At some point, I keep going to an end, even if the going gets difficult. I decided to introduce a mysterious “we” who follow the character around, a giant tangerine, and a factory workforce who appear to drown in the tangerine-juice. Where did that come from? Well, I don’t often know what the ending will be until I get there, but sometimes it comes to me in the process of writing. Here, I knew the ending the minute my imagination gave me the tangerine (the tangerine disappears in later drafts, as does the ending). So the first draft gets completed:

For the last fortnight we’ve dogged
his tracks, and today we clock
the suck on the half-eaten orange spangle
he stuck to the dashboard
twelve hours before,
and the quest for cones to flatten
or for a lost boy to boot out
at some far corner of the city,
and finding neither,
the parade through the factory
dressed as a giant tangerine on stilts,
only to topple fifty feet,
burst open on broken machinery,
and hail stones on uncovered heads
that strain like stalks above the juice level
rising fast from the shop floor.

At this point, if I think the poem is worth working further on, I might let other people see it, and take note of their comments. Or I might leave it for a few weeks and come back to it with fresh eyes. With this poem I workshopped it – not to rapturous applause. People hated the line in parenthesis about being vegetarian, and they hated most of S2, especially the cones, the lost boy, and the ridiculous tangerine. And they hated the ending.

I shelved it for a few weeks and decided that, with a reception like that, it had to be worth working on. I redrafted it but made it even worse. You want to see the second draft?
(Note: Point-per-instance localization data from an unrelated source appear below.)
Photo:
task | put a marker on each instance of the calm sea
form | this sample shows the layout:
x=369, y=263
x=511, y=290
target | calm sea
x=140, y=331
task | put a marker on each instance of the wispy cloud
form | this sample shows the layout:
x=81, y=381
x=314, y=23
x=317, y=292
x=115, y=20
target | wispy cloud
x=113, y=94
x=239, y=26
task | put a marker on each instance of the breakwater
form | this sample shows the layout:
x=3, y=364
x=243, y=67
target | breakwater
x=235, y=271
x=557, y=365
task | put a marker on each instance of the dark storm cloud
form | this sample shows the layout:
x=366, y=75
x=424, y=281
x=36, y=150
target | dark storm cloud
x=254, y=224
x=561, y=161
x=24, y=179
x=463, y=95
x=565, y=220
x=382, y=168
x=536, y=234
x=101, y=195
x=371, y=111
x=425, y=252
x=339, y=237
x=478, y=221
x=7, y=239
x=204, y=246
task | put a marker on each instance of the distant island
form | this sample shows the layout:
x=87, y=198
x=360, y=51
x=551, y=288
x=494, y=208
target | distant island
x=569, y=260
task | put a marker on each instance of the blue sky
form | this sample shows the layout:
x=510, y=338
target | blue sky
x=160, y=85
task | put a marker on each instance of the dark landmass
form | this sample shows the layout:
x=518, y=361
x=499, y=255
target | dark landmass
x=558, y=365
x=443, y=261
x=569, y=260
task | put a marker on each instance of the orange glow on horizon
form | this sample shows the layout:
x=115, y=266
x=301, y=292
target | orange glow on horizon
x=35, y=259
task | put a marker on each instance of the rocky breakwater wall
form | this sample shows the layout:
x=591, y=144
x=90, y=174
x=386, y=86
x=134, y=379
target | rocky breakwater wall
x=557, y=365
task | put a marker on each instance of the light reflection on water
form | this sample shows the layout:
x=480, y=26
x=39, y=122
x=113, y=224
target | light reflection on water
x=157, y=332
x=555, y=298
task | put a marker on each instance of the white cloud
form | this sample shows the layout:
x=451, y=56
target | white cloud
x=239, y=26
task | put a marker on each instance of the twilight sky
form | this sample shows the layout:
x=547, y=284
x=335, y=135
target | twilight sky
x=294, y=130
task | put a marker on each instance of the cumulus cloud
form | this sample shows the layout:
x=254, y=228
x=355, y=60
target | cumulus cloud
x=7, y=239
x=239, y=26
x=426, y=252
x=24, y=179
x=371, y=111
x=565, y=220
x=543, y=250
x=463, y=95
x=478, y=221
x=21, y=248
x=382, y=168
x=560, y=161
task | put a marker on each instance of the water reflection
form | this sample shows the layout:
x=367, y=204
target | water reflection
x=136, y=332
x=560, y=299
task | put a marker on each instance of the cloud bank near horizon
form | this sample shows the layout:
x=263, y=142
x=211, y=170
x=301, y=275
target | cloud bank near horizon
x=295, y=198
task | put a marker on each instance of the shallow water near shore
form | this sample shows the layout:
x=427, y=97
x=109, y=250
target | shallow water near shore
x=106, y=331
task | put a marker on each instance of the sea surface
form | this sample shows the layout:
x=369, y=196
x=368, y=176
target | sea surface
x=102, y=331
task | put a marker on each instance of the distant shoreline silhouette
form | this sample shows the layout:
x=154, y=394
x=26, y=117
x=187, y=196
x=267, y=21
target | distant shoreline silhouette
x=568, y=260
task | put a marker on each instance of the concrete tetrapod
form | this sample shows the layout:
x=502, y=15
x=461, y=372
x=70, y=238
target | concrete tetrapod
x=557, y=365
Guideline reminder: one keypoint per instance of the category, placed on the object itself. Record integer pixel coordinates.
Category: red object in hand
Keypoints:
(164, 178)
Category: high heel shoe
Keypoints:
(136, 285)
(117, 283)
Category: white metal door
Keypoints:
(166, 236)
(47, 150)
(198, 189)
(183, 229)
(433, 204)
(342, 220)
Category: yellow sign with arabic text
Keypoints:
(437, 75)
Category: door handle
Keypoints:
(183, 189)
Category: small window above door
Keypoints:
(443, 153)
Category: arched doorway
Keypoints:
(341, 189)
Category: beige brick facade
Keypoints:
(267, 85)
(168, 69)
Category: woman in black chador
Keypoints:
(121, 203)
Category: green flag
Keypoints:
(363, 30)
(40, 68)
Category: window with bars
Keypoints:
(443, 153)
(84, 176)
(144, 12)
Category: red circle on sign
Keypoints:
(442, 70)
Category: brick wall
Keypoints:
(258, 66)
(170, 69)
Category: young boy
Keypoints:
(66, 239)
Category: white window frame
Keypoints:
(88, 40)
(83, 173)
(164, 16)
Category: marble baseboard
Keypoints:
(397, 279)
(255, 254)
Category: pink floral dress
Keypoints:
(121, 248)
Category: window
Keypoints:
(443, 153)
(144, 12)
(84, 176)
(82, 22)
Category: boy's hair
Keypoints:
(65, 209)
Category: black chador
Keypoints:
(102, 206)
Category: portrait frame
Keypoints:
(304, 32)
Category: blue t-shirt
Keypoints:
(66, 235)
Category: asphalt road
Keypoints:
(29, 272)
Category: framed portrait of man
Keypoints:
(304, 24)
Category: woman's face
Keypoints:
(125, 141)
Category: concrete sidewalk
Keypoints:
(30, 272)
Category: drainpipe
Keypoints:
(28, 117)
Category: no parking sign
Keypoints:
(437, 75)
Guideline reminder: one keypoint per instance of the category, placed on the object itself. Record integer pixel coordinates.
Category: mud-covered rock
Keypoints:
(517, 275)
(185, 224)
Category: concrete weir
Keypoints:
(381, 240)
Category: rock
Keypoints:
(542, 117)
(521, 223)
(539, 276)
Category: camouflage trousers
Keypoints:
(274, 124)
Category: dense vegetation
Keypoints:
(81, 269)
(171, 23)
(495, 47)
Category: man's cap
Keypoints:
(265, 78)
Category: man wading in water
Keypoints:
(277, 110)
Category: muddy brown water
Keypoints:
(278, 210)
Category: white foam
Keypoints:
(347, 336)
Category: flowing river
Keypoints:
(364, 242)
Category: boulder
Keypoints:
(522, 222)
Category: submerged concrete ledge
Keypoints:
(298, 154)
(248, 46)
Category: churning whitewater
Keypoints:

I should warn you that six drafts of this poem that have survived, so this post has some time to go. I’ll finish off just now with the awful second draft that I didn’t let anyone see for reasons that will obvious. I didn’t need anyone else to tell me it wasn’t working:

He rode an apple cart to work
though his onion-strung bicycle
would have done. He liked to lie out
on the strawberry patch
by the landfill site to count pigeons
in the haze and get high
on the scent of wildness.
He filled cans in the fruit cocktail
factory, spat in each one before sealing.

And when I think about it,
that night in the pub - when he slung
his gin and lemon at the moose head
with the eye-patch and plastic antlers
and swore he’d shot it through the nose
first time round -
was typical of the man.

We’ve stalked him for a fortnight.
Today he sucks a pear drop he’d stuck,
half-eaten, to the dashboard, twelve hours before;
drunk on the sensation,
he picks up a tramp and dumps him
blindfolded, under a date palm on a roundabout
island in a far-flung corner of the city.
But for the grace of God, go I,
he whispers, as the tramp begins his orbit.

And given to exaggerated gestures,
he polkas through the factory
dressed as a giant tangerine,
only to fling himself fifty feet down,
burst open on broken machinery,
and hail pips on uncovered heads
that strain like stalks above the juice level
rising fast from the shop floor.

Uuuurgh. Second drafts like this often seem to go backwards. More on this over the next few days. I promise you it does get better and I, at least, was happy by the time my sixth draft took shape, an almost unrecognisable poem that appears in The Clown of Natural Sorrow.